There are always cycles in bank investment, especially because, unlike in other sectors, the banking sector does not stand alone but depends upon many things, particularly a country’s macro-economic condition.

All this poses a challenge to bank managers, including Meliana Sutikno, the retail banking head of Citibank who always strives to introduce innovative products. “In view of increasingly tougher competition, we must offer the best,” she noted.

She gave as an example of when fuel prices in October saw an average increase of 126 percent, followed by a weakening of the rupiah against the U.S. dollar and a rise in interest rates, investors made their own calculations to quickly determine their investment strategies.

At that time people were redeeming their mutual funds in droves. Capital Market Supervisory Board (Bapepam) data show that redemptions as per August 2005 stood at Rp 27.2 trillion (US$2.93 billion), while the total funds redeemed in the following three months totaled Rp 63.9 trillion.

Every manager must have been troubled by the situation. The flow of investment seemed unpredictable.
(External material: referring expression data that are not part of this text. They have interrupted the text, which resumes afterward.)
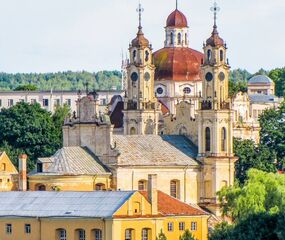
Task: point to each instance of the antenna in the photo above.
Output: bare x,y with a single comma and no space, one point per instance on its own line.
140,10
215,9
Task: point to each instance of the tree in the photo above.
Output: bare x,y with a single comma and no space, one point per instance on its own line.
28,87
161,236
187,235
27,128
251,156
272,132
262,193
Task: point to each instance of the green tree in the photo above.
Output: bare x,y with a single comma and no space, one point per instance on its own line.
161,236
187,235
27,128
262,193
28,87
272,132
252,156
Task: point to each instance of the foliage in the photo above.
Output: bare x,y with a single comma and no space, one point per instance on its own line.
187,235
262,193
252,156
258,227
278,76
272,132
27,128
28,87
161,236
104,80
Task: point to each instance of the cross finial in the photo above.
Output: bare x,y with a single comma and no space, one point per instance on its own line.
140,11
215,9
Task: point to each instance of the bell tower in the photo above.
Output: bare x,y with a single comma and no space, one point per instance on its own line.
215,121
141,108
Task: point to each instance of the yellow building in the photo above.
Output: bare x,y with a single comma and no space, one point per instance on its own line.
99,215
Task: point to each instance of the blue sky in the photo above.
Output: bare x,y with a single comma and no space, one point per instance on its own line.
59,35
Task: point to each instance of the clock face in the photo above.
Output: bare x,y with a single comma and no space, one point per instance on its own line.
222,76
209,76
146,76
134,76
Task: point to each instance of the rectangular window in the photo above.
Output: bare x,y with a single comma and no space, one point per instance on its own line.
170,227
193,226
28,228
10,102
68,102
181,226
9,228
45,102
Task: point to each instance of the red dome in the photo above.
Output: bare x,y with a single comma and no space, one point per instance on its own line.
179,64
176,19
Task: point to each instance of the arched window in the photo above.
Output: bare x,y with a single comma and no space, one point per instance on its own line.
80,234
129,234
133,131
146,234
142,185
179,38
97,234
171,38
223,139
61,234
100,187
221,55
174,188
209,54
208,139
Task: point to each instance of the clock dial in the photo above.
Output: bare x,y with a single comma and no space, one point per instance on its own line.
134,76
209,76
146,76
222,76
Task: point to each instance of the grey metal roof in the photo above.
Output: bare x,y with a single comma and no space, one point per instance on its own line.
154,150
262,98
73,161
260,79
97,204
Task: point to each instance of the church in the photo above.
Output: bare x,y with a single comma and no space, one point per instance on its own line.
189,167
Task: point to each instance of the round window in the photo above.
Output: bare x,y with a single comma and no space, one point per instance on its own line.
187,90
159,90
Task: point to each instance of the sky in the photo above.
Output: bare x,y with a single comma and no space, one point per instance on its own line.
61,35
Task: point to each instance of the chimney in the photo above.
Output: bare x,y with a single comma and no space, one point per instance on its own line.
22,172
152,193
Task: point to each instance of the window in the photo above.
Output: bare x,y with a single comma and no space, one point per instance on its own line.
223,139
171,38
209,54
159,90
193,226
170,227
61,234
208,139
142,185
187,90
28,228
221,55
100,187
129,234
10,102
80,234
68,102
145,234
97,234
45,102
181,226
174,188
179,38
9,228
But, in fact, it is precisely in this kind of situation that a bank can cash in on the opportunities available. The funds from the redeemed mutual funds went to the money market, namely bank deposits and foreign exchange.

Based on these two instruments — deposits and foreign exchange — Citibank introduced several relatively safe swap-based investment products. Its Dual Currency Deposit, for example, enables bank customers to enjoy a higher rate of return than bank deposits in general. The Dual Currency Deposit is a product of mass nature. In addition, Meliana explained, Citibank also offers more customized products that conform to the needs of its customers. “We do not sell products but offer portfolios,” said Meliana, who started her career at Citibank NA in 1990 as a management associate.

There are two types of Citibank customers, she said, namely corporate and retail. To exploit the retail market, Citibank has four divisions: credit cards, consumer finance, personal loans and wealth management. Meliana deals with matters related to the latter, which used to be the least popular as it was considered just part of the services given by the bank’s branches to well-off or prime customers placing funds in savings or deposit accounts.

However, the trend has changed now as banks have started to exploit the potential of wealth management. Although customers taking this particular type of banking service may be small in number, they may contribute the largest in terms of money circulation in the banking sector. Bank Indonesia data as per December 2005 show that third-party funds circulating in local banks stood at no less than Rp 1.1 trillion. According to a conservative calculation, some 60 percent comes from premium customers, who may not account for more than 20 percent of all bank customers.

Among foreign banks, Citibank may be regarded the pioneer in priority banking. With its head office on Jl. Sudirman, Jakarta, this bank calls this premium service Citigold Wealth Management Banking, a product launched in 2002 and an extension of Citigold Priority Banking, another Citibank product launched in 1980. While Priority Banking focuses on exclusive services, Citigold Wealth Management Banking concentrates on the management of customers’ financial portfolios. “It is no longer necessary to be product-centered, but customer-centered,” said Meliana, who earned her MBA from the University of Wisconsin, Milwaukee, in 1990.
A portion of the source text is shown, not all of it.